- Extracted and Processed five NYC open data to characterize a location in NYC in term of approachability, safety, standard of living, etc.
- Combined these location relevant features with the housing price dataset to enhance model's performance and understand factors driving the house prices in NYC.
5 different publicly available datasets were used to analyse the factors influencing the housing price.
-
Enigma NYC Property Sale: Accessed value land, Floor area residential, Floor area total building, Year built, Residential Units, altering history Gives information about the particular house and its properties.
-
FourSqure Data: Gives following venue information about Zipcode: Professional places, shops&services, Residence, Outdoor&Recreation, College & University, Travel&Transport, Night life&Sports, Arts & Entertainment. Gives idea about how engaging one area is
-
USZipcode API: Converts latitude and longitude information to zip code Gives other factors like : Number of House Units, Density, Land Area, Water Area, Population, Total wage, Wealthy Gives intuition about quality of life and population and demographic information
-
NYU Yellow Taxi: Number of pickups and drop offs from particular zip code Gives information about how accessible area is.
-
NYC Crime Data Gives following information based on Zipcodes: Felony, Misbehavior, Violation, Misdemeanor Gives intuition about safety of an area
- Gross square feet (Enigma Dataset)
- Commercial Units(Enigma Dataset)
- Density(ZIP Code API)
- Art & Entertainment (Fousquare Dataset)

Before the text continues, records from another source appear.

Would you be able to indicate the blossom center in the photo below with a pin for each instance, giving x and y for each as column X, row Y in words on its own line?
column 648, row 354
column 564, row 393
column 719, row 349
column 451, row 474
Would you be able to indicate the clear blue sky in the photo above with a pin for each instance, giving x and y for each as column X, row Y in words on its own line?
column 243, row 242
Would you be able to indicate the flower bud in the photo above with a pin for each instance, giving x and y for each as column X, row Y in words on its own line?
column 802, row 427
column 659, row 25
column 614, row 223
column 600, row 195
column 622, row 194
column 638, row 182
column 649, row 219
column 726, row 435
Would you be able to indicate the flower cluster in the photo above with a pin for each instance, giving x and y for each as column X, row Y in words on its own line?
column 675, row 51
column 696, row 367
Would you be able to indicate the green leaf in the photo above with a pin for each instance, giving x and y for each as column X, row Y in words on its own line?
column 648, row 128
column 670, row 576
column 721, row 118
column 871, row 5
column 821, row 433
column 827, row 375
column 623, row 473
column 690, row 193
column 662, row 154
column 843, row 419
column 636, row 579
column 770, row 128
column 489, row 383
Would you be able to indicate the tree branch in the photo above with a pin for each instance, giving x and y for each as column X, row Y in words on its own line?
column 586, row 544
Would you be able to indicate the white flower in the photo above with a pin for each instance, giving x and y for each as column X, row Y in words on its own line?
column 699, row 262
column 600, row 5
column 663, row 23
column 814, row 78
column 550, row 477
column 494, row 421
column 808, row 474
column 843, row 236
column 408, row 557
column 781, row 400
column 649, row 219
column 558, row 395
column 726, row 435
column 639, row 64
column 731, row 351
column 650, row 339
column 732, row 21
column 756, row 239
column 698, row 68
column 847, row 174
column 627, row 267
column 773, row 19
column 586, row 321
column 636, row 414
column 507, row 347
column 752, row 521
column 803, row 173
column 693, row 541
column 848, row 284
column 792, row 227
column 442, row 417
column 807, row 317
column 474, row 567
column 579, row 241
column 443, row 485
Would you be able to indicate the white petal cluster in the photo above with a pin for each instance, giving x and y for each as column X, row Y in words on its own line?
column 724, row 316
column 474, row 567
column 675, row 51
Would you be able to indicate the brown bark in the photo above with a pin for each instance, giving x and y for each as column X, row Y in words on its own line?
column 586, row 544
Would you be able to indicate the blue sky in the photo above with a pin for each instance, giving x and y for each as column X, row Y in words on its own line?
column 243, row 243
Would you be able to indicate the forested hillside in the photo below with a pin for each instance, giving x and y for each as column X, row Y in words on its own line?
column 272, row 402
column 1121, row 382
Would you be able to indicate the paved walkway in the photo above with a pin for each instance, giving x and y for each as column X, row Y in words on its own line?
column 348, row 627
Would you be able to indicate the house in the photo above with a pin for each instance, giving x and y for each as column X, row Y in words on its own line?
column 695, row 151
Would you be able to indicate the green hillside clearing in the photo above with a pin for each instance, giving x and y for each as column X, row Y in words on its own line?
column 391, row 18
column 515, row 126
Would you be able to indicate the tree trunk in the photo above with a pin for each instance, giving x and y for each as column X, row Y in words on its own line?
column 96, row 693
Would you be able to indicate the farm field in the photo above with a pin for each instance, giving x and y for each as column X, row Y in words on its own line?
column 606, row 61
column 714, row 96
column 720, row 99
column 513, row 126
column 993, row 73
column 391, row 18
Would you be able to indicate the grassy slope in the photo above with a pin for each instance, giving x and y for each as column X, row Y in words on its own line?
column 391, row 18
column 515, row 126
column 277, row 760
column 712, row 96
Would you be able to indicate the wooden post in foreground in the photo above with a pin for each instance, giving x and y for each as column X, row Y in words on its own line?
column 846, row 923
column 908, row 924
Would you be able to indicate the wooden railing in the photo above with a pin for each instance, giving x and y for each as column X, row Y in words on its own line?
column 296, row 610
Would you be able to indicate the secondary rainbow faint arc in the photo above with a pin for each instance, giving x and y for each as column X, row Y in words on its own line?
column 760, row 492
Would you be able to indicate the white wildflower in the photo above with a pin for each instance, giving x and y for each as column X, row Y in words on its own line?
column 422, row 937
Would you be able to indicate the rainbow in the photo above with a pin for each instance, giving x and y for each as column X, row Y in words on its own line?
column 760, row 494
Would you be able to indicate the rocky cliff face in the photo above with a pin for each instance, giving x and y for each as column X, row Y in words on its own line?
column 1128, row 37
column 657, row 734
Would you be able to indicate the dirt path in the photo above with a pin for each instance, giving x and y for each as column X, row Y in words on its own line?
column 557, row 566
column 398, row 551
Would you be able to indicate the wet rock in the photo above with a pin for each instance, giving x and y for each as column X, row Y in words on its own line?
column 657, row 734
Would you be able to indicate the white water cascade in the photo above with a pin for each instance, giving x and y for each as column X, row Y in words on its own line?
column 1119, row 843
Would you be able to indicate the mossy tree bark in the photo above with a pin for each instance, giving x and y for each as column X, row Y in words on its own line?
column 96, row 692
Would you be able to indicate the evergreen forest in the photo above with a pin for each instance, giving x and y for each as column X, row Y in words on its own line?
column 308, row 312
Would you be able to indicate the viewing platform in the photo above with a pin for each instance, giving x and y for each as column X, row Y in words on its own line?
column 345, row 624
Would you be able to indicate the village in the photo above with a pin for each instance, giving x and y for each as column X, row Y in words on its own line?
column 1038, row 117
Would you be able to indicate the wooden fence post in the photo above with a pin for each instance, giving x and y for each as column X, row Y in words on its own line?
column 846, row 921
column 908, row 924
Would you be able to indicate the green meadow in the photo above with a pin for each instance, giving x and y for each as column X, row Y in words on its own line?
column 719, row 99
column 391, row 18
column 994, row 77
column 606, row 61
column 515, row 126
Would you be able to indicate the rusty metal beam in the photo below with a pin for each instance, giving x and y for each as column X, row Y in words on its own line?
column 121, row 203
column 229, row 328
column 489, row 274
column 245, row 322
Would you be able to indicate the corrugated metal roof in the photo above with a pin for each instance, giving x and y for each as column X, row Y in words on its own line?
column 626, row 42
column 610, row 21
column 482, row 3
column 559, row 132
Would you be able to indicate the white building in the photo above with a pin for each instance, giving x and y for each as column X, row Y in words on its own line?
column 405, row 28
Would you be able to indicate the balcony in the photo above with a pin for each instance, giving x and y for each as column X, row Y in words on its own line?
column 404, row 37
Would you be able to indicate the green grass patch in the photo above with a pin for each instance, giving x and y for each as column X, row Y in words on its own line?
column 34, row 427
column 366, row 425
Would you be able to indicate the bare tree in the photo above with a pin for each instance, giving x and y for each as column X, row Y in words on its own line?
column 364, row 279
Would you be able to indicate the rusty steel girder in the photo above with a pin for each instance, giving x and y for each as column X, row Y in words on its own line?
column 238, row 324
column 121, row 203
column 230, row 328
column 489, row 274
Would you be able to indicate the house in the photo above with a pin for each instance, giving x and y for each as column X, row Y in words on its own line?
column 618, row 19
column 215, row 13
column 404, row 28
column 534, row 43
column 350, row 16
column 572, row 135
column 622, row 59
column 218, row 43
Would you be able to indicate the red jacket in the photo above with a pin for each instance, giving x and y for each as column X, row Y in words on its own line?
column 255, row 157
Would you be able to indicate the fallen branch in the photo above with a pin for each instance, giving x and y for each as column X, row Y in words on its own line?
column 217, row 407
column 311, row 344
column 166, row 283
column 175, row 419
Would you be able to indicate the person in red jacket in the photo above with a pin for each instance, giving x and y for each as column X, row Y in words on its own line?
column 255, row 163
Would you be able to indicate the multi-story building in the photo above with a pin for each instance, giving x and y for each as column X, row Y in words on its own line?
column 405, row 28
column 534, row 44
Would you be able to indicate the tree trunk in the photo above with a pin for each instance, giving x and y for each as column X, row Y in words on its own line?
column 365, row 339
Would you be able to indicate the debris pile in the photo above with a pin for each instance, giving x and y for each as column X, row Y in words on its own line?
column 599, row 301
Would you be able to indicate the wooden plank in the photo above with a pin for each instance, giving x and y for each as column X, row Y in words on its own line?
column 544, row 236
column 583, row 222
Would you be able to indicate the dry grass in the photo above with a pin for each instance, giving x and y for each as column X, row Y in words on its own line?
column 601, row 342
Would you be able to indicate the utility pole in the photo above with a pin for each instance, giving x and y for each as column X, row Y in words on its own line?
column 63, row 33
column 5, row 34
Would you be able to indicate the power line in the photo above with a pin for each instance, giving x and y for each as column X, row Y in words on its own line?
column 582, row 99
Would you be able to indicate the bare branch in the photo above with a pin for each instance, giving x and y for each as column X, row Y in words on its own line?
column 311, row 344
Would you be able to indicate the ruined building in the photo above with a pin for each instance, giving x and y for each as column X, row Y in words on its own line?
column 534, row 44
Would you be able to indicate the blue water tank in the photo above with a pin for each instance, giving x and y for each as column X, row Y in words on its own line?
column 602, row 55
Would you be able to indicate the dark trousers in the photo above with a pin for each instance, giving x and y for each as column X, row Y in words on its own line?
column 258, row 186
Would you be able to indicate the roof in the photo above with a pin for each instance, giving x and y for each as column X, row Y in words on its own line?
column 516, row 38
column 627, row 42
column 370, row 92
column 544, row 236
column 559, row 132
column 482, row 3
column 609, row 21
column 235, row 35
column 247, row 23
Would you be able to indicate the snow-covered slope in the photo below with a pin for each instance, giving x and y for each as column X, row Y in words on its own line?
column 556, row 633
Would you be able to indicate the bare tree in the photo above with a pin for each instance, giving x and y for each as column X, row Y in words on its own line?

- Police precinct(Enigma Dataset)
- Felony (Crime dataset)
- Outdoor & Recreation (Foursquare Dataset)
- Land Square feet (Enigma dataset)
- As expected, diverse datasets did give some idea about the different attributes that correlates with the price of a house, which we could also interpret as making a place for desirable to live.
- Intuitively Gross Square Feet and Commercial Units are important trivially.
- A high density naturally suggest high demand for living in the area.
- Felony and police precinct can be used as a proxy for how safe the neighbourhood.
We focussed our efforts on finding the attributes that primarily drive the price of a property. As as natural next step, we would like to gather more data and built a model to predict prices primarily based on the features which we found to be important.